Thanks Ronald! Really appreciate the thorough feedback and use-case stories provided here. It will help us greatly in scoping such a feature going forward.
- The main entry point is still the list of slowest traces (arranged in descending order of duration, configured to show the trend for the past 6 hours with 5 minute aggregates. This list would ideally be split into two parts:
(a) a list that we explicitly set (our "key" business transactions)
(b) list of the slowest traces by duration
The important (key business) transactions is something that we have on our radar, and we know this greatly improves the focus of solving performance problems that are relevant for your business.

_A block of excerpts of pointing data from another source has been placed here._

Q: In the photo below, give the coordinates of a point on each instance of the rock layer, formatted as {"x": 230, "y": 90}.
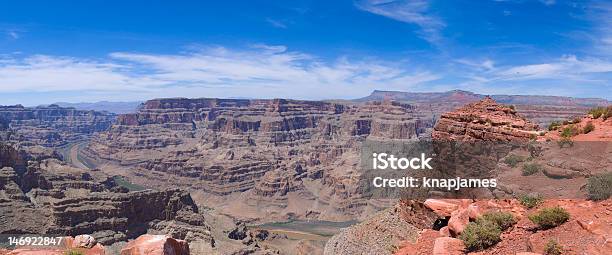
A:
{"x": 267, "y": 149}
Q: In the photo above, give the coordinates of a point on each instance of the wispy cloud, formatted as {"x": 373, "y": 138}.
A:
{"x": 13, "y": 34}
{"x": 548, "y": 2}
{"x": 261, "y": 71}
{"x": 414, "y": 12}
{"x": 276, "y": 23}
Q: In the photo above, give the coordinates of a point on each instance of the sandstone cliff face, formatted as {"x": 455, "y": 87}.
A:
{"x": 484, "y": 120}
{"x": 267, "y": 149}
{"x": 487, "y": 121}
{"x": 51, "y": 125}
{"x": 50, "y": 197}
{"x": 539, "y": 109}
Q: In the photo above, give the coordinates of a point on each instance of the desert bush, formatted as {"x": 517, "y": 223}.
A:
{"x": 588, "y": 127}
{"x": 74, "y": 252}
{"x": 554, "y": 125}
{"x": 480, "y": 235}
{"x": 531, "y": 201}
{"x": 531, "y": 169}
{"x": 513, "y": 160}
{"x": 608, "y": 113}
{"x": 550, "y": 217}
{"x": 599, "y": 186}
{"x": 597, "y": 112}
{"x": 503, "y": 220}
{"x": 570, "y": 131}
{"x": 553, "y": 248}
{"x": 565, "y": 141}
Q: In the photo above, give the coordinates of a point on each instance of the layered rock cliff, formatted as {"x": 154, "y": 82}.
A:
{"x": 560, "y": 173}
{"x": 50, "y": 197}
{"x": 268, "y": 149}
{"x": 50, "y": 126}
{"x": 540, "y": 109}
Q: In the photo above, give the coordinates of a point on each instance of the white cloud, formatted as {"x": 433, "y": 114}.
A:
{"x": 548, "y": 2}
{"x": 414, "y": 12}
{"x": 13, "y": 34}
{"x": 276, "y": 23}
{"x": 567, "y": 67}
{"x": 262, "y": 71}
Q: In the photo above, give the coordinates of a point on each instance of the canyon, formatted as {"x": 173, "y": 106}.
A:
{"x": 201, "y": 169}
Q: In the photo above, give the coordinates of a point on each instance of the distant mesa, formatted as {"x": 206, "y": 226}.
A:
{"x": 112, "y": 107}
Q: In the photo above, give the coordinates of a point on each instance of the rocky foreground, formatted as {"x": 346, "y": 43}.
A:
{"x": 580, "y": 227}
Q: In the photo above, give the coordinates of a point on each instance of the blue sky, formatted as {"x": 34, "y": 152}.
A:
{"x": 112, "y": 50}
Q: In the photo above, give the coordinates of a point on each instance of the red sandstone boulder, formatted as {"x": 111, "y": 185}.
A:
{"x": 84, "y": 244}
{"x": 156, "y": 245}
{"x": 448, "y": 246}
{"x": 84, "y": 241}
{"x": 459, "y": 219}
{"x": 441, "y": 207}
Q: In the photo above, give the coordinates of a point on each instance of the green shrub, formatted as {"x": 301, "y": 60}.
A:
{"x": 531, "y": 201}
{"x": 550, "y": 217}
{"x": 74, "y": 252}
{"x": 588, "y": 127}
{"x": 608, "y": 113}
{"x": 553, "y": 248}
{"x": 599, "y": 186}
{"x": 565, "y": 141}
{"x": 605, "y": 112}
{"x": 513, "y": 160}
{"x": 570, "y": 131}
{"x": 480, "y": 235}
{"x": 597, "y": 112}
{"x": 531, "y": 169}
{"x": 554, "y": 125}
{"x": 503, "y": 220}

Having a filterable service list would probably be the ideal one where one can select a service and the corresponding traces that flow through it are displayed. An overall global services view is a nice-to-have, but might quickly become a Death Star diagram of hundreds of services and links if there is no way to limit the view via a top traces filter of sorts (by request volume maybe? or by total duration/error-rate/etc?)
I agree with the notion that the global services map is more of a great visual feature, than one that remedies that need for quickly troubleshooting performance issues. Filtering might help, but essentially it's more important to see the services map for a given transaction/trace that is important to you. Thanks for confirming that story.
A drill down view would be great to show associated metrics like errors or error rates (the coloured circles of AppD makes for a nice reference for an "at-a-glance" view of slow vs fast, good vs error thingy). A quick time period switcher would also be good to have to show how the numbers of the traces are say past one hour vs past 24 hours. Also good to have would be a link to the most recent traces (maybe a link to the Discover page with auto-filtering for the relevant traces). Another possible nice-to-have would be clicking on a service shows statistics for the worst contributors for bad numbers (say, recurring errors or stack info).
Adding visual cues like highlighting problematic services are important to still dissect the amount of information that even a single trace service map would give you. I like the suggestion of showing top lists for each service that would help quickly find the details that you're looking for.
One cool feature to have in this regard is a "snapshot" where we can either keep a record of all states/info/statistics for a point-in-view time in another APM index, or if this is troublesome, at least a way to export the info on the current view so that we can be sure to keep a history and not lose it if we apply some ILM/roll up to our APM indices.
That's an interesting idea to snapshot the information for later reference or even comparison.
Thanks again for giving us this valuable feedback.